Existing LLM-based vulnerability detection methods suffer from three key limitations: insufficient support for deep semantic analysis, confinement to function-level context, and frequent misclassification in CWE categorization. This paper proposes a novel multi-agent LLM framework that decomposes the vulnerability identification process into three collaborative agents—candidate generation, cross-function contextual validation, and decision-making—thereby integrating broad-reasoning capabilities with fine-grained contextual modeling to enable interpretable, fine-grained CWE attribution. Its primary innovation lies in the first application of multi-agent architectures to precise CWE root-cause attribution, overcoming the inherent constraints of single-model, end-to-end prediction. On the PrimeVul benchmark, the framework achieves a 40.9% CWE identification rate in the initial stage; on synthetic programs, context-aware integration reduces false positives from 6–9 to 1–2 and attains a 90% accuracy in ground-truth CWE identification.
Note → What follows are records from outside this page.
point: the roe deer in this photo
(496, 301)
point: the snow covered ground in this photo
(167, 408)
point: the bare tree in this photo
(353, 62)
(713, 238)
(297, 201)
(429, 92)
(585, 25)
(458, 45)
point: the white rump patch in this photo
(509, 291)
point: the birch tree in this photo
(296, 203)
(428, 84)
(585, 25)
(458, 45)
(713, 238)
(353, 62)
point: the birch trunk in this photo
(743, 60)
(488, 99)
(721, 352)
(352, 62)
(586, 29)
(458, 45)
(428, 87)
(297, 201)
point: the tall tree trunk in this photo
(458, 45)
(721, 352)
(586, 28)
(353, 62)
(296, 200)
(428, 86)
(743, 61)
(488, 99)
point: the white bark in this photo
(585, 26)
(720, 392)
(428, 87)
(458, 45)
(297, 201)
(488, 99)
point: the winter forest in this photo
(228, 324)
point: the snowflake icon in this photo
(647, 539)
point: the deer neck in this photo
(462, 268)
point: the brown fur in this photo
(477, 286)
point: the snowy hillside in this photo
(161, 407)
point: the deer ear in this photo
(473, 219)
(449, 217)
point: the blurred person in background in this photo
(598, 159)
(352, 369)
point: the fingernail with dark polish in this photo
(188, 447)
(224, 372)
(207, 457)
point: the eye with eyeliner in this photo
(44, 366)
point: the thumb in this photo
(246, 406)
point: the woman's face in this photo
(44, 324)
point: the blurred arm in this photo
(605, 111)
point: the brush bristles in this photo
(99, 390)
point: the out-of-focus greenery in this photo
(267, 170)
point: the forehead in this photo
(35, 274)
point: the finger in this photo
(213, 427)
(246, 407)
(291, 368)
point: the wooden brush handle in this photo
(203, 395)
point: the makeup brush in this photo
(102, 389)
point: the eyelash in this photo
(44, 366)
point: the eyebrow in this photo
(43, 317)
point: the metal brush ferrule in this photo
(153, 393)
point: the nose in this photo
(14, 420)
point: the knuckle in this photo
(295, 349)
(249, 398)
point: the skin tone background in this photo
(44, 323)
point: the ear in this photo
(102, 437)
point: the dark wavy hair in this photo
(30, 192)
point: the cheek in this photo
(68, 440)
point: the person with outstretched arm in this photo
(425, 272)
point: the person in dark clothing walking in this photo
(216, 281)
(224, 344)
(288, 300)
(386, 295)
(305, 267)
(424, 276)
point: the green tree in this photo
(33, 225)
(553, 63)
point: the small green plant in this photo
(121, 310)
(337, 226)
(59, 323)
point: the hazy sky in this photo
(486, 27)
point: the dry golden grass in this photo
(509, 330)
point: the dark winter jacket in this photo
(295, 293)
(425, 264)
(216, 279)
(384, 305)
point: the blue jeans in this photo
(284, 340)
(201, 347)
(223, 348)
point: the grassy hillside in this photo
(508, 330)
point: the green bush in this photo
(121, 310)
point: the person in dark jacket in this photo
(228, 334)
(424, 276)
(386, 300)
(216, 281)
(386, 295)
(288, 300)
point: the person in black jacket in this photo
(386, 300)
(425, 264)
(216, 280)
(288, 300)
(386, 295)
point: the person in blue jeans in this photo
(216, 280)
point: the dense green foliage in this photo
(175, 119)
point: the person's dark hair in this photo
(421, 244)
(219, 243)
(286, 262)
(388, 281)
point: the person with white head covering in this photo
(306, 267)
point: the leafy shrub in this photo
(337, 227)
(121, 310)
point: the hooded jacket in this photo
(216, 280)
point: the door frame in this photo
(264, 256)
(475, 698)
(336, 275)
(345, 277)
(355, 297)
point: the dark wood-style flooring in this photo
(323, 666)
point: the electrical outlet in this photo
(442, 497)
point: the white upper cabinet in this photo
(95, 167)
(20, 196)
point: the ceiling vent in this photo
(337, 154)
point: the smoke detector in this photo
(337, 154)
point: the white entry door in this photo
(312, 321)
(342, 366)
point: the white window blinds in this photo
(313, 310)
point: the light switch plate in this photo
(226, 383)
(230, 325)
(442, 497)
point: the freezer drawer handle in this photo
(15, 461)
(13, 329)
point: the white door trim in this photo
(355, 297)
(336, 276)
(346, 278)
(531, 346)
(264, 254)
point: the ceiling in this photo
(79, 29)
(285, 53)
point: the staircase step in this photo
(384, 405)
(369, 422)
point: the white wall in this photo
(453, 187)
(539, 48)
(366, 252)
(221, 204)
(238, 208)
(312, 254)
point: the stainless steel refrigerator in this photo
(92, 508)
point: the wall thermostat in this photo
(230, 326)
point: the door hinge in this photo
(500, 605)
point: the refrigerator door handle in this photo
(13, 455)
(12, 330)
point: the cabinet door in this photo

Machine learning and Large language models (LLMs) for vulnerability detection has received significant attention in recent years. Unfortunately, state-of-the-art techniques show that LLMs are unsuccessful in even distinguishing the vulnerable function from its benign counterpart, due to three main problems: Vulnerability detection requires deep analysis, which LLMs often struggle with when making a one-shot prediction. Existing techniques typically perform function-level analysis, whereas effective vulnerability detection requires contextual information beyond the function scope. The focus on binary classification can result in identifying a vulnerability but associating it with the wrong security weaknesses (CWE), which may mislead developers. We propose a novel multi-agent LLM approach to address the challenges of identifying CWEs. This approach consists of three steps: (1) a team of LLM agents performs an exhaustive search for potential CWEs in the function under review, (2) another team of agents identifies relevant external context to support or refute each candidate CWE, and (3) a final agent makes informed acceptance or rejection decisions for each CWE based on the gathered context. A preliminary evaluation of our approach shows promising results. In the PrimeVul dataset, Step 1 correctly identifies the appropriate CWE in 40.9% of the studied vulnerable functions. We further evaluated the full pipeline on ten synthetic programs and found that incorporating context information significantly reduced false positives from 6 to 9 CWEs to just 1 to 2, while still correctly identifying the true CWE in 9 out of 10 cases.